Die Ampel-Regierung ist Geschichte, und viele Gesetzesinitiativen scheiterten quasi kurz vor der Ziellinie. Mehrere Reformen, die die Sozialbranche seit Jahren fordert, darunter auch die Kindergrundsicherung, liegen auf Eis. Dass eine künftige Regierung sie vollendet, ist unwahrscheinlich. Auch deshalb machen Diakonie, Caritas, AWO und Co weiter Druck, denn die Probleme würden nicht kleiner, im Gegenteil.

„Obgleich die Ampel beim Bürgergeld, beim Wohngeld oder bei der Erhöhung des Kindersofortzuschlags wichtige Schritte gegangen ist: Eine echte Fortschrittskoalition im Sinne von sozialem Fortschritt war sie nicht“, kommentiert Michael Groß, der Präsident der Arbeiterwohlfahrt (AWO). „Die Bundesregierung hat es versäumt, den Sozialstaat gleichzeitig leistungsfähiger und leichter zugänglich zu machen“, rügt auch Joachim Rock, Chef des Paritätischen Wohlfahrtsverbandes: Sie habe sich im Irrgarten des Mit-, Neben- und Gegeneinanders von Gesetzen, Verordnungen und Zuständigen verlaufen und verstrickt.

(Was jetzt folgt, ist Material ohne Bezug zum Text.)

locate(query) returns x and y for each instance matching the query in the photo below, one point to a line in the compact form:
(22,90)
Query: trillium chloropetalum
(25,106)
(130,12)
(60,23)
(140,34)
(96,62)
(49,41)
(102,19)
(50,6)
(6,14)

Den selbst ausgerufenen Zielen so weit hinterhergehinkt zu sein, betrachtet die Bundesarbeitsgemeinschaft der Freien Wohlfahrtspflege (BAGFW) nach dem Aus der Ampel-Koalition noch immer mit Unverständnis. „Keine der geplanten Reformen brachte es zur Reife, tragfähige Kompromisse blieben aus“, bilanziert Caritas-Präsidentin Eva Maria Welskop-Deffaa. In den Gesprächen mit dem epd nehmen die Verbände die künftige Regierung in die Pflicht, zügig Reformen voranzubringen: zuallererst in der Pflege.

„Die Pflegeversicherung kann man nicht einmal mehr als Teilkasko-Versicherung bezeichnen. Was wir bräuchten, wäre eine Vollversicherung, an der alle sich beteiligen“, sagte Groß dem epd. Das sieht auch Aron Schuster so: „Die Pflegeversicherung steht finanziell am Rand der Zahlungsunfähigkeit, gefährdet die Versorgung von Millionen Pflegebedürftiger und benötigt stabilisierende Sofortmaßnahmen, um handlungsfähig zu bleiben“, sagt der Direktor der Zentralwohlfahrtsstelle der Juden in Deutschland. DRK-Präsidentin Gerda Hasselfeldt: „Die Eigenanteile schießen durch die Decke, Arbeitskräfte fehlen an allen Ecken und Enden, wir sehen bereits unterversorgte Orte, und die Pflegeversicherung schreibt tiefrote Zahlen.“

Ein zweiter Sektor, auf dem die Expertinnen und Experten einen neuen Reformanlauf erhoffen, ist der Kampf gegen die Kinderarmut. „Mit dem Versuch, eine Kindergrundsicherung zu schaffen, hat die Ampel ein Debattenfenster geöffnet, das viel Aufmerksamkeit erzeugt hat“, sagte Groß. Hier gelte es mit, tragfähigen Konzepten weiterzuarbeiten. Diakoniepräsident Rüdiger Schuch verweist auf die frühkindliche Bildung als Schlüssel, um Kindern gleiche Startchancen zu verschaffen. „Auskömmliche soziale Sicherungssysteme, faire Löhne und Bildungsgerechtigkeit bleiben die Kernwerkzeuge im Kampf gegen Armut“, betont Aron Schuster.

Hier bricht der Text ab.